After you create a Provisioning Agent and deploy the application to a container orchestration framework, the Provisioning Agent uses encrypted REST APIs to communicate with Control Hub. Provisioning Agents initiate outbound connections to Control Hub on the port number configured in the Control Hub system. The connection must use the same protocol, HTTP or HTTPS, as the Control Hub system.

After the Provisioning Agent deploys authoring or execution Data Collector containers, the Data Collector containers communicate with Control Hub the same way that any registered Data Collector communicates with Control Hub.

The following image shows how a Provisioning Agent communicates with Control Hub to provision authoring and execution Data Collectors:

Provisioning Agent Requests

Provisioning Agents send requests and information to several of the Control Hub applications.

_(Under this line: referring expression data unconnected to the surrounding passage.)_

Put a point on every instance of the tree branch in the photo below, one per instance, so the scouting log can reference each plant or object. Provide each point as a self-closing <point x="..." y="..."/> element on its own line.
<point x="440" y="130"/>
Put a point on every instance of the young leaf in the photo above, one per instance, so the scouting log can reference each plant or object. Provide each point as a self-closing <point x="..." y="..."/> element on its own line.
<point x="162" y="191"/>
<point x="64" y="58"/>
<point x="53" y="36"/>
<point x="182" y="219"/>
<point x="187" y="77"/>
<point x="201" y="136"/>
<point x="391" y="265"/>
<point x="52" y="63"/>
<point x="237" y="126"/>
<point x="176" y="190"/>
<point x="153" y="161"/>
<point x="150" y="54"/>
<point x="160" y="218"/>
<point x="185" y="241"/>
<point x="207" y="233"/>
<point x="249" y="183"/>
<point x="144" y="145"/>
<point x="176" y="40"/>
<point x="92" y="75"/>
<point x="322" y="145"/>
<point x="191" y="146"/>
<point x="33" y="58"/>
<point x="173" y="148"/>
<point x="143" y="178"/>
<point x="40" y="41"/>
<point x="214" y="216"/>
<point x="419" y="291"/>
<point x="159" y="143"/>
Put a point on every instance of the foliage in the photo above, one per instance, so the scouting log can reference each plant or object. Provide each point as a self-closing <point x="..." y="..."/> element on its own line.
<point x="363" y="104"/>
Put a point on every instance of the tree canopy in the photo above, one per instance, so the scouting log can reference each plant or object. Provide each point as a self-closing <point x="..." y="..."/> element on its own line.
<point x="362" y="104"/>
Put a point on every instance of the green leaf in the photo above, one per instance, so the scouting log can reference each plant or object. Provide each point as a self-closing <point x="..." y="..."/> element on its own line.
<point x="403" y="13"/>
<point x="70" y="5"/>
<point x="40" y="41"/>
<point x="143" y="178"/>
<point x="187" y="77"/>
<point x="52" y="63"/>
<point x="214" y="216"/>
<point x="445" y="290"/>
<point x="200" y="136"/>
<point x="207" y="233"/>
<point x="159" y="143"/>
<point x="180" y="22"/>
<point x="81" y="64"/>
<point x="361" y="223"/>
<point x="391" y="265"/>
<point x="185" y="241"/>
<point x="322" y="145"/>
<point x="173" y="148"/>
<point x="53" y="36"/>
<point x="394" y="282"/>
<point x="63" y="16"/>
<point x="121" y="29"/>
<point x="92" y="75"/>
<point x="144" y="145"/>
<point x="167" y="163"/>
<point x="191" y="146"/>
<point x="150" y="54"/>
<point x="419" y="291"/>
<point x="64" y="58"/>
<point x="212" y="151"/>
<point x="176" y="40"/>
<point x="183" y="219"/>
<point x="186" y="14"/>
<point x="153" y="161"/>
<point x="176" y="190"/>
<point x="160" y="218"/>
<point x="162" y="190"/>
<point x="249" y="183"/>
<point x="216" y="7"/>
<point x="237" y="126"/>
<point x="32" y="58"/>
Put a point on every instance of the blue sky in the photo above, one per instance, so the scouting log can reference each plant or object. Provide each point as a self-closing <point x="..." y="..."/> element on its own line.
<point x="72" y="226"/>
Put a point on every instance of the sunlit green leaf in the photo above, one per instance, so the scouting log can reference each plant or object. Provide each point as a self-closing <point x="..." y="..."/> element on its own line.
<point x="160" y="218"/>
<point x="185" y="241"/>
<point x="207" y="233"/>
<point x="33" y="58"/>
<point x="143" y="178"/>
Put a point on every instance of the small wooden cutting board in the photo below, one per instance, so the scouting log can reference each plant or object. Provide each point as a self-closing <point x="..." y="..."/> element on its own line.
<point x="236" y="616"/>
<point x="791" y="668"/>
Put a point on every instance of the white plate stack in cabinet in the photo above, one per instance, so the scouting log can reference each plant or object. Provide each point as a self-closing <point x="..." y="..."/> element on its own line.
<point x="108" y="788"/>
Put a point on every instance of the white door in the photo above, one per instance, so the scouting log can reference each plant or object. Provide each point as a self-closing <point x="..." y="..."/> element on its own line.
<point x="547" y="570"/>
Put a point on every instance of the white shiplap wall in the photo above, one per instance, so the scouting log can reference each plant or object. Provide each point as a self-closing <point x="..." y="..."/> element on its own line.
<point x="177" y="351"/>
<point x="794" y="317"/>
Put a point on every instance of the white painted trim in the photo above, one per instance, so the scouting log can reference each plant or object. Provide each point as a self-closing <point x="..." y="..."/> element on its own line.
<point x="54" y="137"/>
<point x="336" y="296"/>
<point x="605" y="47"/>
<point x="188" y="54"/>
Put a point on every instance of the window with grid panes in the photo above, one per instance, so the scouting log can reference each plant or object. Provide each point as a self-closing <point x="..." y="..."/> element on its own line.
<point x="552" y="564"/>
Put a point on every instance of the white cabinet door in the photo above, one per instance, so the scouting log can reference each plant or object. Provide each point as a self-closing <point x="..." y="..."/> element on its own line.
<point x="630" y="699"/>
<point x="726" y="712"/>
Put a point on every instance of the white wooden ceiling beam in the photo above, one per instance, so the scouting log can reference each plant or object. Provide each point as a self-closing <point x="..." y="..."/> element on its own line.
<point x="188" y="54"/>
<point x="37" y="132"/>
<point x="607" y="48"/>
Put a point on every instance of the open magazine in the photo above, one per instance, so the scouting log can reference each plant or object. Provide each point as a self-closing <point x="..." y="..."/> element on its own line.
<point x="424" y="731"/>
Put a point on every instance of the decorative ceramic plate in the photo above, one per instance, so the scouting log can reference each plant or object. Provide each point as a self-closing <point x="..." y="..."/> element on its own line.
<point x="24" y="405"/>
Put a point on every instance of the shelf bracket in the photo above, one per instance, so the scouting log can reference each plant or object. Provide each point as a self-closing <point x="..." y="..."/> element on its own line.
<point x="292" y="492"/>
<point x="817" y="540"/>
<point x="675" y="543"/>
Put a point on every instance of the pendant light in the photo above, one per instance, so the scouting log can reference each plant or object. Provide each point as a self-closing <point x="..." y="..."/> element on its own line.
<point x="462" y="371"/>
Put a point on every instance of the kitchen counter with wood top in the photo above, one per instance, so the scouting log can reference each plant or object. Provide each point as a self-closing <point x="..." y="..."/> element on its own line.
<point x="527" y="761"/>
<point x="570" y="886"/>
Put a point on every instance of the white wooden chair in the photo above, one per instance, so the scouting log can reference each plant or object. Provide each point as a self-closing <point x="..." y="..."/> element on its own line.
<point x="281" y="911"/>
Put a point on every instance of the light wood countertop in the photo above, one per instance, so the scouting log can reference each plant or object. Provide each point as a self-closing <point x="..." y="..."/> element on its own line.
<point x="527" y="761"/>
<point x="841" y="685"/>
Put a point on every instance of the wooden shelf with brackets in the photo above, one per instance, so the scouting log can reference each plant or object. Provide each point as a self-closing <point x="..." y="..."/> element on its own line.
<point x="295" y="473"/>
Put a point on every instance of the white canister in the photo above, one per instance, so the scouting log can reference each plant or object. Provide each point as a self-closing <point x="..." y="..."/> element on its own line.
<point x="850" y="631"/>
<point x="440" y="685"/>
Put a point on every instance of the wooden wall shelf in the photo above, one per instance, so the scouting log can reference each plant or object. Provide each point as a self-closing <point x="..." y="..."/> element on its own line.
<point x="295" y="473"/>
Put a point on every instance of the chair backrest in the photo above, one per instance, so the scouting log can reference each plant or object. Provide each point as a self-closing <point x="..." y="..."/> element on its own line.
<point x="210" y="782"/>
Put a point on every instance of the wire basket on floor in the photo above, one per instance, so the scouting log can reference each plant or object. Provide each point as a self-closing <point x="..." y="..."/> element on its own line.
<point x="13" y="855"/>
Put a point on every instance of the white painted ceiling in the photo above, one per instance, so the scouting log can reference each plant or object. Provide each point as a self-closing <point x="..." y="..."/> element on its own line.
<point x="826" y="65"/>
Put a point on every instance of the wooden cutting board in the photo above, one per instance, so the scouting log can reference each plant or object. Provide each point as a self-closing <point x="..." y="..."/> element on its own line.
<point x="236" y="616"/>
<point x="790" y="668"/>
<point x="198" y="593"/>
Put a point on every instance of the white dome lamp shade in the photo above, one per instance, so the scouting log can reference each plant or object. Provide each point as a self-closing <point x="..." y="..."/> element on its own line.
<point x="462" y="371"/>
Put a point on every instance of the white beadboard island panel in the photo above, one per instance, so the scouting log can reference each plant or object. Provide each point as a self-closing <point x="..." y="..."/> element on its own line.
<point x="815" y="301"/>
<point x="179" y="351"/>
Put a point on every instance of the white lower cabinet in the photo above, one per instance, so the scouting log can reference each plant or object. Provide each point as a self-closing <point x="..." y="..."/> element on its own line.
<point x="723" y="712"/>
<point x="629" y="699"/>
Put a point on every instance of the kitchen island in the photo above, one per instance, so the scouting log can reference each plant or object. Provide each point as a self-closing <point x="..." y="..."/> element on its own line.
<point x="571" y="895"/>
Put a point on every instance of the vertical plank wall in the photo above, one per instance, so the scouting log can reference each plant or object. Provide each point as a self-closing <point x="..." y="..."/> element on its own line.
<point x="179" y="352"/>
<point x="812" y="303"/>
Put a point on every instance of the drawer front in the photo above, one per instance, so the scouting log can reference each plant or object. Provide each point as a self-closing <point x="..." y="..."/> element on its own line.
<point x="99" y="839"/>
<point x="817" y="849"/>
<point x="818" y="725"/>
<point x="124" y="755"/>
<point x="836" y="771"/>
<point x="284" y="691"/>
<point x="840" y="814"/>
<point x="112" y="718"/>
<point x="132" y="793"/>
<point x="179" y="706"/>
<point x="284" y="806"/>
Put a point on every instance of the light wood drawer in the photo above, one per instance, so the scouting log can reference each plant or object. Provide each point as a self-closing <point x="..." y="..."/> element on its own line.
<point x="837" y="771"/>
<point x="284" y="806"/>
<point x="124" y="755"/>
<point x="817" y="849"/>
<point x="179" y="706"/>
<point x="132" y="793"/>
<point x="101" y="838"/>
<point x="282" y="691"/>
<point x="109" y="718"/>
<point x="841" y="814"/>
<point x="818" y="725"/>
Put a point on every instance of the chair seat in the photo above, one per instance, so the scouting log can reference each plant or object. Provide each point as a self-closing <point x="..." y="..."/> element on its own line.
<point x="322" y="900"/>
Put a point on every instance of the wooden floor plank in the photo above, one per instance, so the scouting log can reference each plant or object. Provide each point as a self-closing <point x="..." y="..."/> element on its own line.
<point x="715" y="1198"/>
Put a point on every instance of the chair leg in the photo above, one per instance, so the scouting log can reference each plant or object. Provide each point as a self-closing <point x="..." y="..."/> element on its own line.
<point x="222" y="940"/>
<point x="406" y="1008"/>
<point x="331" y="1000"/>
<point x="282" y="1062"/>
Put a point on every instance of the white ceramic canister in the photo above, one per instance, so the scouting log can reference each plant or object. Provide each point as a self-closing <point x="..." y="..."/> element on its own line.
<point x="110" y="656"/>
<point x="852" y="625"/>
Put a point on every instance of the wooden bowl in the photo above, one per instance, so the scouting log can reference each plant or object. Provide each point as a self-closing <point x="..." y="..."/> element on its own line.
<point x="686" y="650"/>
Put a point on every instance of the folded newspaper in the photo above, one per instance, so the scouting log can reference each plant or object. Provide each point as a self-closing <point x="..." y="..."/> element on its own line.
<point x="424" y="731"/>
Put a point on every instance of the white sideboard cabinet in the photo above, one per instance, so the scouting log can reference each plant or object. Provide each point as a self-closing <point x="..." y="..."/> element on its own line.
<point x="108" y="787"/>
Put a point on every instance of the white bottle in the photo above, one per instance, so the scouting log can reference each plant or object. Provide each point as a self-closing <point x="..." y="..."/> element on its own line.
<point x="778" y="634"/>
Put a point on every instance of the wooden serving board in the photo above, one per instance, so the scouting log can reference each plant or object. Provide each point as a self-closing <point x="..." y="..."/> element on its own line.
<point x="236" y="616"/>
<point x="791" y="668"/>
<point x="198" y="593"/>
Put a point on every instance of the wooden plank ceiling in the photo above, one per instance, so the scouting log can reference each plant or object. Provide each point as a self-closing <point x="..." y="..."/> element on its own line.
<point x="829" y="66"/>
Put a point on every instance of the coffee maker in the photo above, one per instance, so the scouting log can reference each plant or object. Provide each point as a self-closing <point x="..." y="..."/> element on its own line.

Control Hub applications do not directly send requests to Provisioning Agents. Instead, Control Hub applications send requests using encrypted REST APIs to a messaging queue managed by the Messaging application. Provisioning Agents periodically check with the queue to retrieve application requests.

The container orchestration framework provides high availability for the Provisioning Agent.

Provisioning Agents communicate with the following Control Hub applications:

When the Provisioning Agent deploys a Data Collector container, the agent makes a request to the Security application for a new authentication token. The Provisioning Agent sends the returned authentication token to the Data Collector container and enables the container to work with Control Hub. During the start up of the Data Collector container, the Data Collector registers itself with Control Hub.

The Provisioning Agent uses private keys to sign authentication tokens, and then Data Collector containers decrypt the tokens. As a result, Data Collector containers are not prone to distributed denial-of-service (DDoS) attacks where an impersonating agent attempts to send an invalid authentication token.

Every five seconds, Provisioning Agents send deployment status changes to the Messaging application. At the same time, Provisioning Agents check with the Messaging application to retrieve requests sent by the Provisioning application. When you start, stop, or scale a deployment in Control Hub, the Provisioning application sends a deployment request for a specific Provisioning Agent to the Messaging application. The Messaging application retains the request until the receiving Provisioning Agent retrieves the request.
Every 60 seconds, the Provisioning application checks the Messaging application to retrieve deployment status changes.